Foreign investors in Australian residential property are paying far more in stamp duty compared to local owners and investors, according to a new report from the Housing Industry Association (HIA).
The HIA said foreign purchasers of a median priced unit or apartment in Sydney ($747,000 as of the July quarter) were required to fork out $93,865 in stamp duty and other transaction taxes. This equates to more than three times the $29,105 which local owners and investors pay on an equivalent property, and added around one-eighth of the cost of the acquisition over and above the purchase price.
Non-residents in other states are also paying more in stamp duty and other transaction taxes.
Compared with the $26,870 and $12,145 in stamp duty paid by local buyers for average-priced units in Melbourne and Brisbane ($530,000 and $392,000 respectively), foreign buyers would be required to pay $68,970 and $28,905 on these same units respectively.
HIA’s latest report comes as cash-strapped governments around Australia rush to follow the lead set by Victoria in 2015 and raise money by levying stamp duty surcharges on foreign buyers, which are applied over and above any duties paid by regular investors.

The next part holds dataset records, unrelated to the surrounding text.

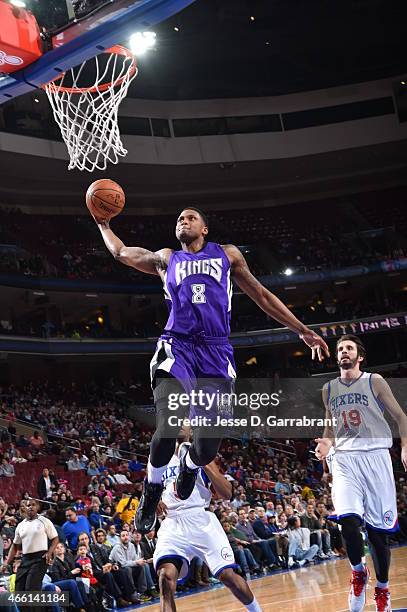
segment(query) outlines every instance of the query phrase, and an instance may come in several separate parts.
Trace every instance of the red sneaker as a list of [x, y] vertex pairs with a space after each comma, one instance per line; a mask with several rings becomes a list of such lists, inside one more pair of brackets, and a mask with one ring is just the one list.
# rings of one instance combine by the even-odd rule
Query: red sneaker
[[350, 612], [362, 612], [365, 607], [366, 588], [369, 576], [370, 572], [367, 567], [361, 572], [352, 570], [348, 597]]
[[389, 589], [376, 587], [374, 590], [374, 600], [376, 602], [376, 612], [391, 612]]

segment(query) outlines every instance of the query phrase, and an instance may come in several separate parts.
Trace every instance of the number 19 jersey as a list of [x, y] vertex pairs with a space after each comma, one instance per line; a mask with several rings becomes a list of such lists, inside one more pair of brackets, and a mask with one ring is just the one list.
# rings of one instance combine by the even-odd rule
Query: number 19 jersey
[[170, 311], [166, 332], [229, 337], [230, 262], [219, 244], [206, 242], [198, 253], [174, 251], [163, 286]]
[[351, 383], [335, 378], [328, 383], [328, 408], [335, 419], [335, 452], [390, 448], [390, 427], [384, 406], [375, 396], [372, 374], [363, 372]]

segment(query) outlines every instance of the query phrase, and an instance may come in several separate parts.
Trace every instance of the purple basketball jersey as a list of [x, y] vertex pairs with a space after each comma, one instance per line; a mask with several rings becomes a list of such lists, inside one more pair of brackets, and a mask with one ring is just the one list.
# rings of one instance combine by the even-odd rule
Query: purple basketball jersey
[[174, 251], [164, 279], [170, 310], [166, 332], [228, 337], [232, 309], [230, 262], [219, 244], [198, 253]]

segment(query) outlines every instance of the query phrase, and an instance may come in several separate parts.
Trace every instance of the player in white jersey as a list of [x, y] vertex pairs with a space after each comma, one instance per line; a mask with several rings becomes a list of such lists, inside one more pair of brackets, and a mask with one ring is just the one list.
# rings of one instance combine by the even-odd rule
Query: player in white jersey
[[327, 457], [334, 446], [332, 497], [342, 537], [352, 565], [349, 609], [363, 610], [369, 578], [362, 563], [363, 539], [360, 526], [368, 534], [377, 585], [377, 612], [391, 610], [388, 589], [390, 548], [389, 533], [398, 529], [396, 487], [389, 453], [392, 446], [390, 427], [383, 416], [387, 410], [397, 422], [401, 438], [401, 460], [407, 471], [407, 416], [379, 374], [360, 370], [366, 351], [357, 336], [342, 336], [336, 345], [340, 377], [322, 390], [326, 418], [334, 425], [326, 427], [315, 453]]
[[261, 612], [247, 582], [233, 571], [237, 567], [235, 557], [221, 524], [213, 512], [205, 510], [212, 498], [211, 486], [220, 497], [230, 499], [230, 482], [213, 461], [199, 469], [195, 487], [188, 499], [181, 500], [177, 496], [175, 481], [180, 458], [188, 452], [188, 448], [187, 443], [177, 446], [176, 454], [163, 476], [162, 502], [166, 518], [158, 530], [153, 557], [159, 577], [160, 610], [176, 610], [174, 593], [177, 580], [186, 578], [191, 559], [199, 557], [247, 610]]

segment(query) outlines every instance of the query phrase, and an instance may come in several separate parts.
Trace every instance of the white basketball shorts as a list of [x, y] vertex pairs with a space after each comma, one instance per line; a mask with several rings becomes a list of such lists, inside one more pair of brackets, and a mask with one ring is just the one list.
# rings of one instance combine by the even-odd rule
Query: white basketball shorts
[[237, 567], [235, 556], [222, 525], [212, 512], [191, 508], [167, 516], [158, 530], [154, 568], [161, 559], [176, 557], [183, 561], [179, 580], [188, 575], [189, 563], [199, 557], [214, 576], [226, 567]]
[[396, 486], [387, 449], [336, 451], [332, 480], [332, 501], [338, 519], [357, 515], [377, 531], [398, 530]]

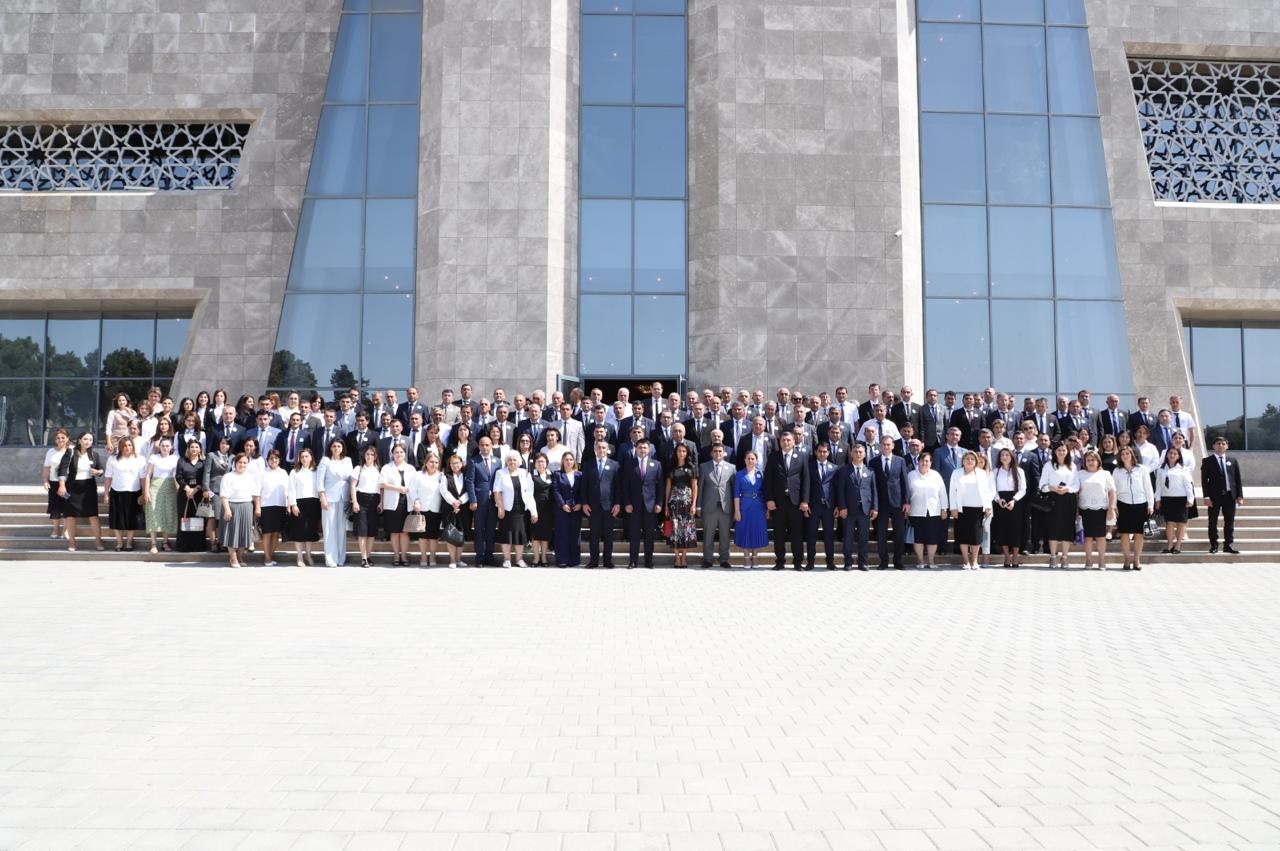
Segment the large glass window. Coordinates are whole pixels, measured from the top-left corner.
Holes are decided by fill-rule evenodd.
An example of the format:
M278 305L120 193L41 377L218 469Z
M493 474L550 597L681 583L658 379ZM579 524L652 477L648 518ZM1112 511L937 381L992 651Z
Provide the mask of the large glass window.
M103 439L113 400L169 392L191 320L164 314L0 314L0 445L42 446L53 430Z
M347 0L269 385L410 383L421 0Z
M684 0L584 0L578 372L687 368ZM661 295L659 295L661 294Z
M1280 450L1280 325L1197 322L1185 342L1204 445Z
M918 0L925 378L1132 392L1081 0Z

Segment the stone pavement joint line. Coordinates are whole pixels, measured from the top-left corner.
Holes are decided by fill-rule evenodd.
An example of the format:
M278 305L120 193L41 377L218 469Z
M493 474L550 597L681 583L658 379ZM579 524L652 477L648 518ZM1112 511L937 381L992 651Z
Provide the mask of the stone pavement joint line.
M0 565L0 849L1280 847L1274 566Z

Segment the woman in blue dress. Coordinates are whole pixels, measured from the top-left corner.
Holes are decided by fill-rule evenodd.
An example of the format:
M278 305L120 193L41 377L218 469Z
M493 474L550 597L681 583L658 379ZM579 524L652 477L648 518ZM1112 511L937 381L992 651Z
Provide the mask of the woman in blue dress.
M578 472L577 459L566 452L560 459L560 469L551 475L551 498L555 505L555 532L552 549L556 564L560 567L577 567L582 564L582 474Z
M769 545L764 510L764 474L756 469L756 453L748 452L747 468L733 479L733 543L747 553L748 570L756 566L756 552Z

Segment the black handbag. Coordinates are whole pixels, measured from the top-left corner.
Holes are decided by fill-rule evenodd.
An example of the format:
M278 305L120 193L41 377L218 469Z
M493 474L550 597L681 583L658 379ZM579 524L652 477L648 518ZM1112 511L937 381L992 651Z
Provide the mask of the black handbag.
M1041 514L1053 511L1053 494L1049 491L1037 491L1035 498L1031 500L1031 510L1039 511Z
M453 518L449 517L440 529L440 539L451 547L460 547L467 538L458 528L458 524L453 522Z

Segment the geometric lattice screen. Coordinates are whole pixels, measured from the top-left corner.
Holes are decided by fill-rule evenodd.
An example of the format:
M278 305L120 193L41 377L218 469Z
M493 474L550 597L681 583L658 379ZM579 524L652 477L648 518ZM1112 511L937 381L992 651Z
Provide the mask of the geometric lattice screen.
M0 125L0 191L227 189L248 123Z
M1158 201L1280 202L1280 63L1129 59Z

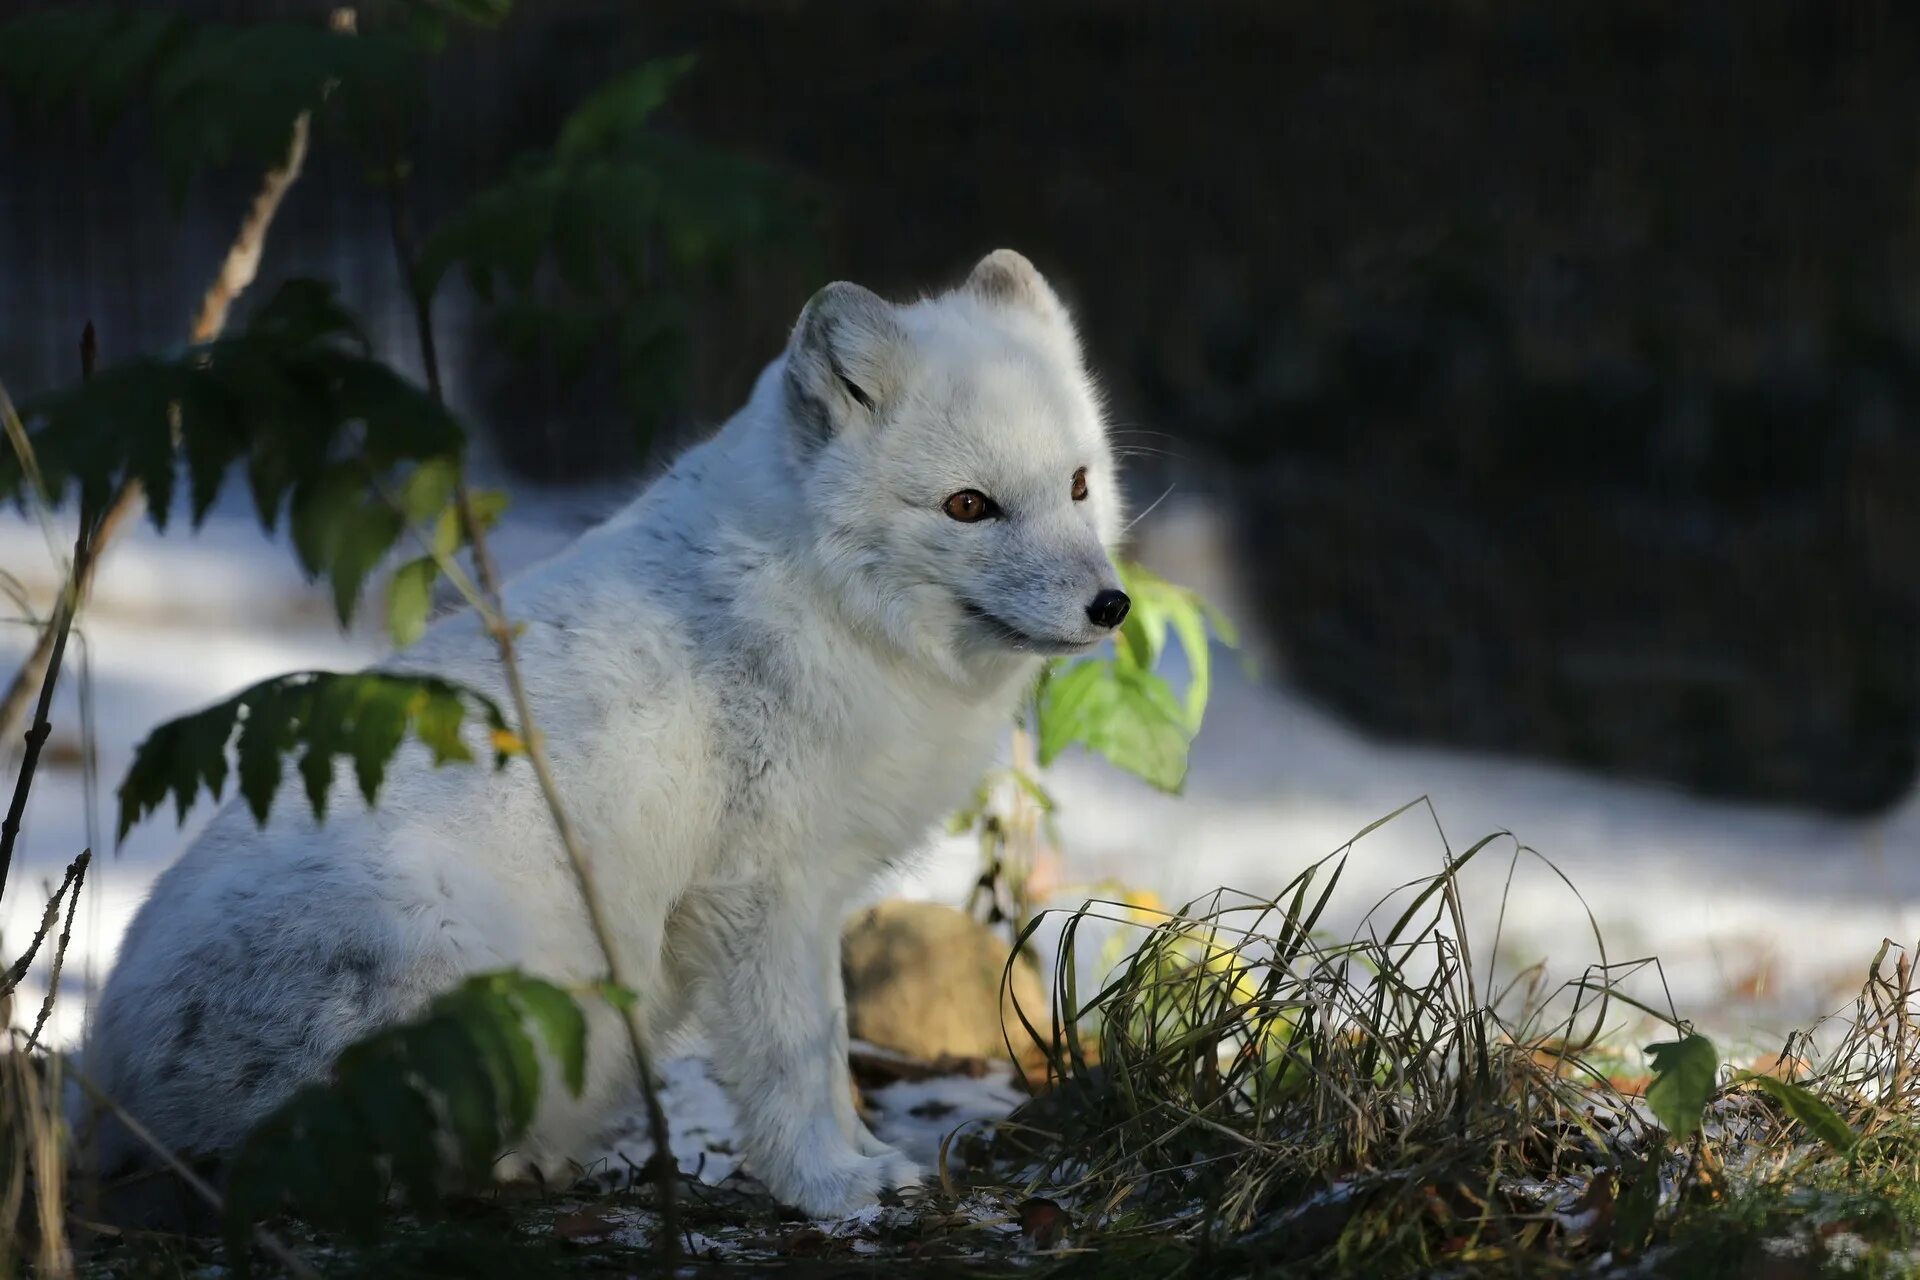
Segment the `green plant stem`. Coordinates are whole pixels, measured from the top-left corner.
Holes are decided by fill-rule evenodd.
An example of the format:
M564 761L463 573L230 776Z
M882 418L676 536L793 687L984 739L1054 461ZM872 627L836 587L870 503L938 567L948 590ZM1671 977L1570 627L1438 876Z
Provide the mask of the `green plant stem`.
M406 184L400 166L395 166L392 186L389 192L388 212L393 232L394 253L399 259L400 271L405 279L408 295L413 302L414 324L420 341L420 359L424 366L427 390L436 400L445 402L445 393L440 382L440 362L438 348L433 335L433 299L419 282L419 249L413 231L413 219L406 199ZM587 912L587 924L593 931L594 941L600 948L601 958L606 962L607 981L623 991L631 992L625 966L620 961L619 948L615 943L613 929L606 918L606 910L601 901L599 889L594 881L593 863L586 849L581 845L573 822L567 815L566 805L561 799L560 789L554 781L553 768L548 759L546 745L539 726L533 718L533 707L527 697L526 683L521 679L519 655L514 645L514 627L506 615L505 600L500 589L500 574L494 564L493 553L486 541L486 531L481 527L473 510L472 494L467 488L464 472L454 482L454 505L460 515L462 531L467 544L473 550L474 576L477 579L477 598L472 601L486 623L488 633L493 637L495 647L500 653L501 670L506 677L507 692L513 703L514 719L518 722L520 737L526 748L527 761L533 768L534 778L540 786L540 794L546 801L547 811L553 819L555 833L560 838L561 848L566 851L567 862L573 870L575 884L579 887L580 898ZM674 1204L675 1169L671 1135L667 1129L666 1111L660 1105L660 1091L655 1084L653 1058L647 1050L646 1032L640 1024L638 1001L619 1002L621 1021L626 1027L627 1045L633 1053L633 1060L640 1076L641 1094L646 1100L647 1127L653 1140L653 1176L654 1186L660 1201L660 1235L657 1241L662 1257L671 1259L678 1249L679 1228Z

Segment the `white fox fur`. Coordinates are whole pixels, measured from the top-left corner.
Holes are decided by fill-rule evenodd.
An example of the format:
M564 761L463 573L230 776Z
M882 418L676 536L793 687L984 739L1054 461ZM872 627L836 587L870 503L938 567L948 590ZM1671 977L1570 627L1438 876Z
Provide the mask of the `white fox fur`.
M950 516L969 489L996 514ZM718 434L506 593L652 1041L704 1031L783 1201L844 1213L918 1180L850 1102L840 923L978 781L1042 656L1117 621L1090 602L1118 585L1120 510L1067 314L1001 250L909 305L821 290ZM391 665L505 702L471 615ZM347 1044L508 967L604 972L532 772L409 746L375 808L339 779L324 825L291 777L264 830L230 803L128 930L86 1068L217 1154ZM503 1171L564 1175L631 1105L616 1018L589 1010L585 1092L551 1086ZM141 1163L117 1126L97 1141L104 1172Z

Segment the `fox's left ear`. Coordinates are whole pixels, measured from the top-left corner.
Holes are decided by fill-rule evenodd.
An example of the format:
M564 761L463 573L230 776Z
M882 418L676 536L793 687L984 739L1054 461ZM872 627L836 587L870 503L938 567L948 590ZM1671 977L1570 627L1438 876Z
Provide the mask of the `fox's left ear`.
M962 288L988 302L1019 307L1072 331L1067 309L1061 305L1053 286L1024 254L1012 249L995 249L980 259Z
M813 295L787 343L787 395L807 443L871 422L900 385L906 334L893 304L844 280Z

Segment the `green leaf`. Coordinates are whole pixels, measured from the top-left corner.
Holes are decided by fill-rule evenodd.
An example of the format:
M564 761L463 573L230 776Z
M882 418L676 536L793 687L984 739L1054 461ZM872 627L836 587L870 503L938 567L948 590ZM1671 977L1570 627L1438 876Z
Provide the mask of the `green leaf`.
M1175 586L1137 564L1121 565L1120 579L1133 606L1127 611L1126 624L1121 628L1121 643L1115 646L1116 657L1143 671L1154 670L1166 650L1167 630L1171 627L1187 659L1189 675L1184 699L1187 720L1194 733L1200 732L1212 688L1212 654L1207 634L1211 630L1231 646L1238 643L1236 633L1196 593Z
M697 61L691 53L656 58L601 85L560 126L555 153L577 158L614 150L628 142Z
M460 512L448 507L433 522L433 537L429 544L433 548L434 558L450 556L460 549L463 535L460 532Z
M279 163L303 112L316 128L383 140L420 97L422 52L403 31L317 18L236 26L79 4L0 24L0 88L67 127L104 130L137 107L177 203L204 170Z
M244 462L261 524L271 530L289 512L301 567L331 580L345 622L403 512L428 519L446 502L463 442L437 400L365 349L330 290L292 280L237 336L103 369L29 403L23 420L51 497L77 488L103 505L138 481L160 528L182 458L196 524ZM0 459L0 498L24 501L22 483Z
M433 752L436 765L473 759L473 752L460 736L467 709L460 700L459 690L451 685L422 688L415 693L409 707L413 712L414 732ZM502 732L506 730L503 721L496 721L493 727Z
M173 797L182 821L202 790L216 799L227 770L227 744L239 730L240 790L255 821L265 824L279 791L283 757L299 751L299 770L314 816L326 816L334 767L353 762L368 804L408 729L433 753L435 764L471 760L462 740L468 711L493 735L495 762L504 765L510 741L499 706L483 694L436 676L367 671L353 675L307 671L277 676L225 702L155 729L135 749L120 784L119 838Z
M1187 757L1210 691L1209 629L1216 615L1193 592L1137 565L1121 569L1133 599L1110 658L1056 664L1035 695L1039 760L1078 744L1163 791L1186 781ZM1159 675L1167 636L1180 640L1190 672L1184 698Z
M1734 1079L1772 1095L1787 1109L1788 1115L1807 1126L1814 1137L1835 1151L1851 1151L1854 1144L1860 1141L1860 1135L1853 1131L1853 1127L1810 1089L1754 1071L1742 1071Z
M288 504L293 552L310 576L327 571L364 506L362 477L352 467L333 467L303 484Z
M460 467L453 458L429 458L415 467L400 490L400 510L409 521L431 520L453 501Z
M1039 699L1039 760L1078 743L1143 781L1178 792L1193 735L1167 682L1117 660L1088 659L1054 676Z
M1056 670L1047 680L1036 718L1041 767L1075 742L1084 742L1093 726L1111 713L1116 700L1112 670L1110 663L1080 662Z
M393 571L393 579L387 584L387 631L393 636L395 648L406 648L426 631L433 584L439 578L440 566L432 556L409 560Z
M384 685L359 685L354 694L352 706L345 709L343 736L360 796L371 806L386 780L387 761L407 735L407 704L391 696Z
M360 585L399 540L404 522L400 513L379 503L366 504L342 530L334 546L331 573L333 607L340 625L353 621L354 606L360 599Z
M642 440L683 401L691 301L744 260L810 255L823 220L775 170L653 127L692 65L648 62L589 94L552 148L441 221L414 280L431 295L459 270L516 359L616 379Z
M240 794L246 798L247 808L253 813L253 820L265 825L267 812L273 805L273 797L280 790L280 758L293 747L294 721L273 705L276 693L264 690L255 702L248 706L240 721ZM222 744L224 747L224 744ZM157 754L156 749L156 754ZM146 758L143 750L134 757L134 769ZM133 773L121 786L122 804L129 794L141 794L143 788L134 782ZM124 810L121 815L120 837L126 838L127 823Z
M1679 1040L1650 1044L1647 1056L1653 1060L1647 1109L1674 1141L1683 1142L1699 1129L1706 1113L1720 1071L1719 1055L1713 1041L1696 1032Z
M388 1217L388 1172L427 1208L442 1190L443 1151L457 1154L469 1187L480 1184L539 1104L529 1023L577 1095L585 1017L566 992L518 972L469 978L419 1019L348 1046L330 1080L294 1094L235 1155L227 1229L238 1255L252 1224L287 1209L374 1238Z
M467 495L467 505L472 508L480 531L485 533L500 523L500 517L507 513L507 507L511 505L511 499L504 489L475 489Z
M578 1097L587 1081L587 1020L580 1006L560 988L535 978L520 978L512 995L540 1029L548 1052L559 1064L560 1078Z

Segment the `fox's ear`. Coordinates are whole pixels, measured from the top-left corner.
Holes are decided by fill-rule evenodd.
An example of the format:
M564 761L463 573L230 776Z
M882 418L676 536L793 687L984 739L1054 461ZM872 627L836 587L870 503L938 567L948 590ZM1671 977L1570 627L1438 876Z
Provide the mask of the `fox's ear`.
M787 343L787 395L813 443L870 422L900 385L906 334L893 304L837 281L813 295Z
M1012 249L995 249L980 259L962 287L988 302L1020 307L1057 324L1068 323L1067 309L1047 278Z

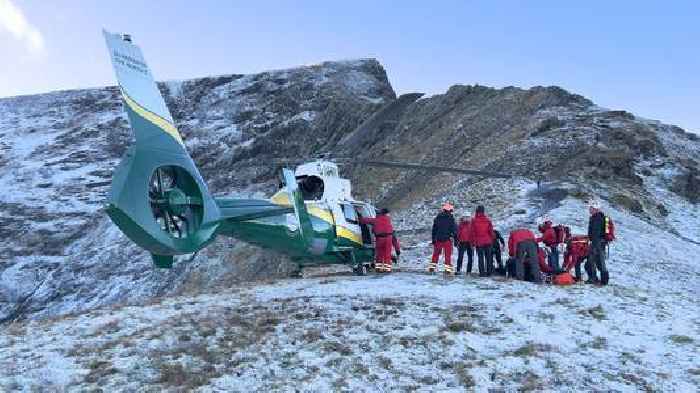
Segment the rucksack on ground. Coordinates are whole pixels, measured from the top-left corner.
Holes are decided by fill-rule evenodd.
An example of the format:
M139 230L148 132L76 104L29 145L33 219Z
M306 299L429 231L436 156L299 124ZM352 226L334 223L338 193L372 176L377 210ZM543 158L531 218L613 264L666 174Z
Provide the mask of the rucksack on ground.
M559 273L552 278L554 285L572 285L575 282L574 277L569 272Z

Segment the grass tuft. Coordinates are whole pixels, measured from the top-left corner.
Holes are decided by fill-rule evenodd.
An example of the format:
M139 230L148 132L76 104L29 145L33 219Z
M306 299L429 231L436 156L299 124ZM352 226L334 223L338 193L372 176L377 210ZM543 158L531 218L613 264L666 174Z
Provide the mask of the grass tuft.
M668 338L676 344L692 344L693 343L692 338L690 338L688 336L684 336L684 335L673 334L673 335L668 336Z

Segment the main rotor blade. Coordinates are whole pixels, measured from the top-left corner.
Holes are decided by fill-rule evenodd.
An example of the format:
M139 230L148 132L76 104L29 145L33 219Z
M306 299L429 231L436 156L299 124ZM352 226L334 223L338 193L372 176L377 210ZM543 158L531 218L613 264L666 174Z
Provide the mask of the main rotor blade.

In New South Wales and Queensland, surcharges equivalent to 8% and 3% of the purchase price have been applied since July 1, 2017 and October 1, 2016 respectively.
Moreover, foreign investors who want to purchase residential property in Australia have to pay $5,000 in application fees to the federal government for their application to purchase property to be processed.
Australian governments consider the heftier surcharges imposed on foreign investors to be a politically harmless means of raising much needed cash.